İhraç sonrası Şen için yeni bir süreç başlamış. Bunun nedenini şöyle anlatıyor: “Bu süreci biraz tek başıma yaşamak istedim. Dayanışmalardan biraz uzak kaldım. Bunun nedeni dayanışmalara güvenmemek değil, uzaktan izleyerek gıptayla baktım. Tek başına yaşamak biraz daha kolay gibi geldi. Bu yüzden çok fazla ortalıkta görünmedim. Yaşadığımız şey aslında bir yastı. Ben de bu yası tek başıma yaşamak istedim. Yasımı tuttuktan sonra yavaş yavaş sosyalleşmeye başladım.”
'NE İŞ YAPIYORSUN SORUSUNA HİÇBİR ZAMAN DOĞRU YANIT VERMEDİM'
Şen, bisikletiyle birçok yer gezerek, kamp kurdu, hiç tanımadığı insanlarla tanıştı. Gittiği yerlerde farklı deneyimler yaşayan Şen, yeni tanıştığı hemen hemen herkesten aynı soruyu duydu: Ne iş yapıyorsun? Şen bu soruya hiçbir zaman doğru yanıtı vermediğini söylüyor: “İlk başlarda günlük 10 lira harcama limiti belirledim kendime. Tek başıma kamp kurduğumda köylüler geliyordu yanıma. Yiyecek getiriyorlardı. 6 ay böyle yaşadım. Sonra bisikletle Karadeniz'i gezdim. Buralarda da çok değişik insanlarla tanıştım. Ne iş yaptığımı soran herkese farklı yanıtlar verdim. İhraç olduğumu söylemedim. Genelde çevirmenlik yaptığımı söyledim. İtibar görmek istediğim zaman 'Hukuk danışmanıyım, editörüm' diyordum. 'Karaköy'de dükkanım var' gibi cevaplar veriyordum. İkinci soru gelseydi yalanım ortaya çıkacaktı ama hiçbir zaman karşılaşmadım.”

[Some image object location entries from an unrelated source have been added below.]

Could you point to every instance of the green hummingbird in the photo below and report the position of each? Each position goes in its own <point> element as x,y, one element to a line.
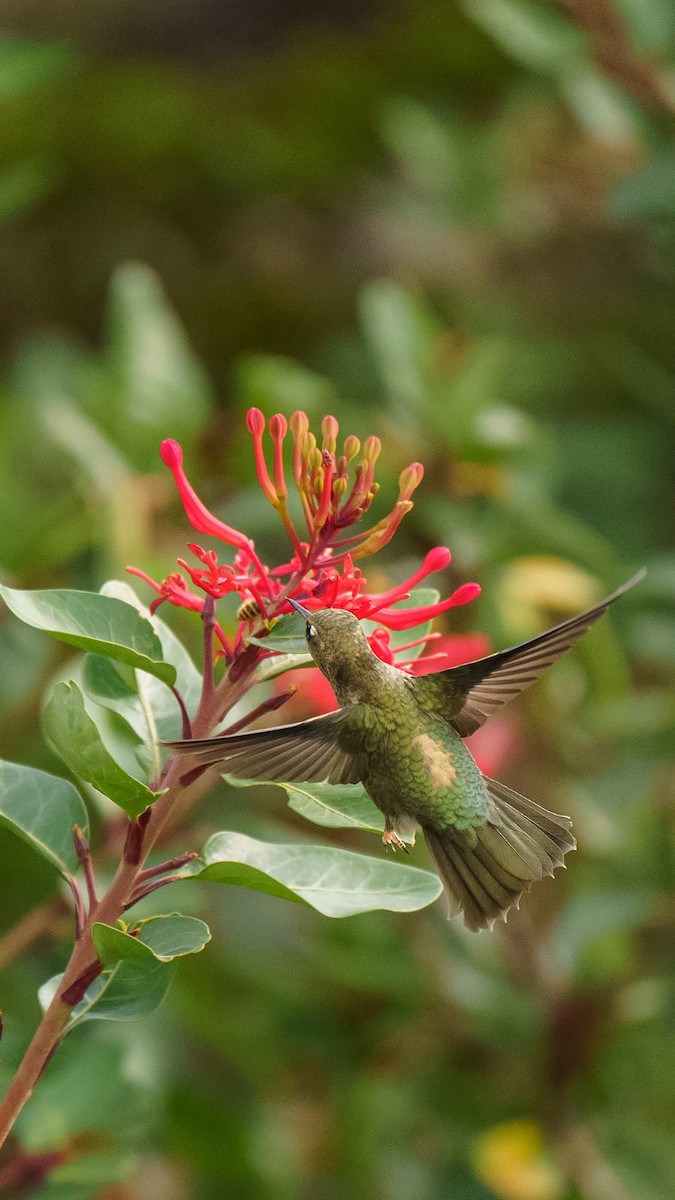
<point>401,737</point>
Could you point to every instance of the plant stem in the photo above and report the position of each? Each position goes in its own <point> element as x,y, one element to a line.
<point>107,910</point>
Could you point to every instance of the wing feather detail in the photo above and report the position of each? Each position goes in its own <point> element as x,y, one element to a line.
<point>477,690</point>
<point>304,753</point>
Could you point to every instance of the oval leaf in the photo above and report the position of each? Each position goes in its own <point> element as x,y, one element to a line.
<point>336,805</point>
<point>76,738</point>
<point>42,809</point>
<point>125,990</point>
<point>173,935</point>
<point>163,939</point>
<point>335,882</point>
<point>187,678</point>
<point>286,637</point>
<point>91,622</point>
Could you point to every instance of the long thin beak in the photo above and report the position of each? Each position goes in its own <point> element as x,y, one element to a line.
<point>299,609</point>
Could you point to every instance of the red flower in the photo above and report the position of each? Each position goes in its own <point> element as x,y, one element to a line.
<point>322,570</point>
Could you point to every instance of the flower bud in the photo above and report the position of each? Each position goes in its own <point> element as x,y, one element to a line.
<point>329,429</point>
<point>351,448</point>
<point>299,424</point>
<point>278,426</point>
<point>371,450</point>
<point>255,423</point>
<point>410,479</point>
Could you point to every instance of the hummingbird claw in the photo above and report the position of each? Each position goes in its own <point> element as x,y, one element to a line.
<point>392,841</point>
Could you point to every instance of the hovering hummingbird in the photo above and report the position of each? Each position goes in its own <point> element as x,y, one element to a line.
<point>401,737</point>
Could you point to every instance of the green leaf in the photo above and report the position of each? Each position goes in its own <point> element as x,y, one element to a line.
<point>75,736</point>
<point>336,805</point>
<point>335,882</point>
<point>280,663</point>
<point>138,970</point>
<point>161,703</point>
<point>127,989</point>
<point>163,939</point>
<point>105,685</point>
<point>172,936</point>
<point>91,622</point>
<point>286,637</point>
<point>42,809</point>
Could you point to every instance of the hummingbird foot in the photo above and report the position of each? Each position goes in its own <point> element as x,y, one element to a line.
<point>392,841</point>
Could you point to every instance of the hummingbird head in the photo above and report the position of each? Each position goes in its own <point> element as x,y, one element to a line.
<point>336,642</point>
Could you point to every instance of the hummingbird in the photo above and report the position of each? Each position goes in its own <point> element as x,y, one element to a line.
<point>401,737</point>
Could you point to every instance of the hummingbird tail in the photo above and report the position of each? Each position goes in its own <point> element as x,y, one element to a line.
<point>485,870</point>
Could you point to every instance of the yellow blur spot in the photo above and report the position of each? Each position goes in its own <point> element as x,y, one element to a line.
<point>541,591</point>
<point>512,1161</point>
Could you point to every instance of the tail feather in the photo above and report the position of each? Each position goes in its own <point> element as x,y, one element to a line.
<point>487,870</point>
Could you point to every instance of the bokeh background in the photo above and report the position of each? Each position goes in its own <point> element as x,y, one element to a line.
<point>451,225</point>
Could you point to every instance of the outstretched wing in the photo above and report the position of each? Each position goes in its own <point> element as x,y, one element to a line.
<point>308,751</point>
<point>472,693</point>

PASAPORT TAHDİTİNİN KALDIRILDIĞINI DUYUNCA...
Şen, gittiği yerlerde yeni maceralarla da karşılaştığını söylüyor. OHAL zamanı pasaport tahditlerinin kaldırılmış olabileceğine dair bir haber okuyan Şen, bu haberi aldıktan sonra yaptıklarını şöyle anlatıyor: “Haberi okuyunca bisikletimi otobüse atıp Gürcistan sınırına gittim. Haber diyorum ama haber mi dedikodu mu belli değil. Zaten yeni Türkiye’deki OHAL’de herkes yetkili ama kimse sorumlu değil. Nereye sorsak doğru düzgün bilgi alamıyoruz. Ben de en iyisi bizzat deneyeyim dedim. Gürcistan Batum'da biraz bisiklet sürüp geri dönecektim. Kapıdaki polisler önce iyi davrandılar. Sonra 'yurtdışı yasağınız var' diyerek beni tuttular. Ben de tahditlerin kaldırıldığı yönünde haber okuduğumu, şansımı denemek istediğimi söyledim. İki saat orada tutuldum. O sırada, her iki taraftan farklı nedenlerle insanların gözaltına alındığını, sorgulandığını gözlemledim. Sınırlarda insan hakları ihlallerinin ne kadar fazla yaşanabileceğini hatırladım. Sonra bisikletime atladım, Hopa'dan Samsun’a kadar bisikletle gittim. Ordu'da bir ilçede yeni tanıştığım biri beni pavyona götürmek istemişti. Gecelik 250 lira kalınacak otelde 50 liraya kaldım. Bu tür olayları akademisyenken yaşama olasılığı düşük. Çünkü akademisyenlik biraz içine kapanmayı gerektirir.”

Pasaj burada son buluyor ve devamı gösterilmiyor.